Je portai une main à ma tempe.

- Junia aurait-elle une concoction qui pourrait m'aider ? Je ne me vois pas faire face à Jon avec un tel mal de tête.

- Je pense qu'elle doit avoir ça. Allons-y.

Il m'escorta jusqu'à l'infirmerie. Certaines victimes de l'attaque du bal étaient encore allongés sur les lits. Junia se tourna vers nous lorsque nous entrâmes. Elle parut étonnée.

- Y a-t-il un problème, milady ?

- Elle a une migraine, répondit Jedrek à ma place. Tu n'as pas quelque chose qui traîne dans le coin ?

- Attendez-moi là. Je vais voir.

Je la regardai disparaître derrière l'un des draps qui avait été tendu pour séparer la pièce en plusieurs alcôves qui isolaient les victimes les unes des autres.

Lasse, je laissai le Capitaine me guider jusqu'à une chaise. Je m'assis sans résister. Nous patientâmes pour le retour de sa mère adoptive en silence.

Elle finit par revenir avec un verre rempli d'un liquide bleuâtre.

- Cul sec, m'ordonna-t-elle. Le goût est infect mais ça fera effet rapidement.

- Merci, Junia.

Elle me répondit par une courbette avant de repartir. Je bus la potion en une gorgée. Ce fut comme d'avaler de la boue acide. J'eus un violent haut-le-cœur, écœurée.

- Rejoignons Ryker avant qu'il ne se mette à penser qu'il t'est arrivé quelque chose.

- Elle ne mentait pas en disant que c'était infect, éludai-je en lui emboîtant le pas.

- Tant que ça te soulage de ta migraine, le goût ne devrait pas avoir d'importance.

- Il en a quand c'est dans ma gorge qu'il descend !

Il éclata de rire. C'était rare de l'entendre rire ainsi. Il rajeunit de quelques années, ressemblant plus à un adolescent qu'à un implacable Capitaine de la Garde. Ses yeux indéchiffrables brillaient, le haut de ses pommettes rosit. Toute son image de Capitaine dur et froid se fissura pour laisser voir une nature joyeuse et légère. Je venais de découvrir une part trop refoulée de Jedrek et je l'aimais assez.

Nous descendîmes dans les donjons. Trois gardes étaient à l'entrée. Ils s'écartèrent devant nous. Toutefois, je ne manquai pas leurs regards suspicieux. Ils se tairaient mais se posaient des questions. J'espérais qu'ils s'en tiennent à leur serment et ne divulguent rien de tout cela. Bien que, techniquement, je n'ai rien à me reprocher. C'était le Prince qui organisait cette rencontre. Je ne lui avais même pas demandé.

Jon était dans l'une des cellules les plus proches de la table des gardes. Ryker était assis sur l'une des chaises en bois, ses langues jambes étalées devant lui. Il se redressa lorsque nous arrivâmes.

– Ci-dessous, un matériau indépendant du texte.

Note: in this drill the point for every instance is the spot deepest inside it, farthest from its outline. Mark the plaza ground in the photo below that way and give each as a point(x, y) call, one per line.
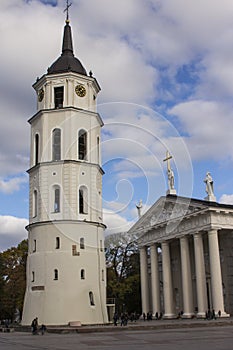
point(164, 335)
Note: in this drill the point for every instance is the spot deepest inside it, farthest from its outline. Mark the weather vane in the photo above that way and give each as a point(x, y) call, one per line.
point(67, 10)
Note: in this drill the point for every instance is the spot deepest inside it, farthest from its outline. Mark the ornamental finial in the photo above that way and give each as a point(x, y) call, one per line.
point(67, 10)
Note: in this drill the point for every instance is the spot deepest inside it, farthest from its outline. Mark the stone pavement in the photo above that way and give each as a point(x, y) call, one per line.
point(139, 325)
point(183, 334)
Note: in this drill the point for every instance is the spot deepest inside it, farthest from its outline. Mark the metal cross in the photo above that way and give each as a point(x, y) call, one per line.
point(167, 159)
point(67, 9)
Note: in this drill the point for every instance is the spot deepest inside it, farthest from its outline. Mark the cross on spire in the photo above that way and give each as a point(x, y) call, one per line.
point(167, 159)
point(67, 10)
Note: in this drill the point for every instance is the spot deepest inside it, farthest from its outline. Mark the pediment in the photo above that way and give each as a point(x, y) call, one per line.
point(168, 209)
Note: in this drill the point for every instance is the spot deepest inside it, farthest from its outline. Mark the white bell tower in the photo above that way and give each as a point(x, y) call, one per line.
point(66, 274)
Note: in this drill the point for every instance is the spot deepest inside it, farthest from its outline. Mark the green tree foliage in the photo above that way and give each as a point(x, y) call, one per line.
point(123, 272)
point(13, 280)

- Je commençais à croire que vous vous étiez perdus en route, nous apostropha-t-il sèchement.

Je vis immédiatement que quelque chose avait changé en lui. Une noirceur inhabituelle rôdait dans ses prunelles bleues et il était aussi tendu qu'un arc.

- C'est de ma faute, Votre Altesse. J'ai demandé au Capitaine de m'emmener à l'infirmerie avant de venir.

- Vous êtes blessée ?

Changement d'attitude. Il parut sincèrement inquiet, me rejoignant en deux pas. Il se retint cependant de me toucher.

- J'avais une méchante migraine. Junia a eu tôt fait de me donner une concoction qui l'a fait s'évaporer sur le chemin.

- Bien, dit-il, peu sûr.

Il se racla la gorge, faisant un pas sur le côté.

- Jon est dans cette cellule. Nous serons à l'entrée des donjons. Il est enfermé mais s'il tente quoi que ce soit, criez et nous serons là dans la seconde.

- Merci, Votre Altesse, pour me donner l'occasion de lui parler.

- Ne me remerciez pas.

Il ne le dit pas mais j'entendis la fin de sa phrase. S'il avait pu, il aurait dit le « je ne le fais pas pour vous ». Je ne comprenais pas pourquoi son comportement s'était ainsi modifié en l'espace de deux heures.

Je m'inclinai et les deux hommes s'éloignèrent vers l'entrée des donjons. Pour l'instant, la dernière chose dont j'avais besoin de me soucier, c'était de ce qu'il se passait dans la tête du Prince héritier.

Je rejoignis Jon, bien décidée à comprendre le pourquoi de l'attaque du bal.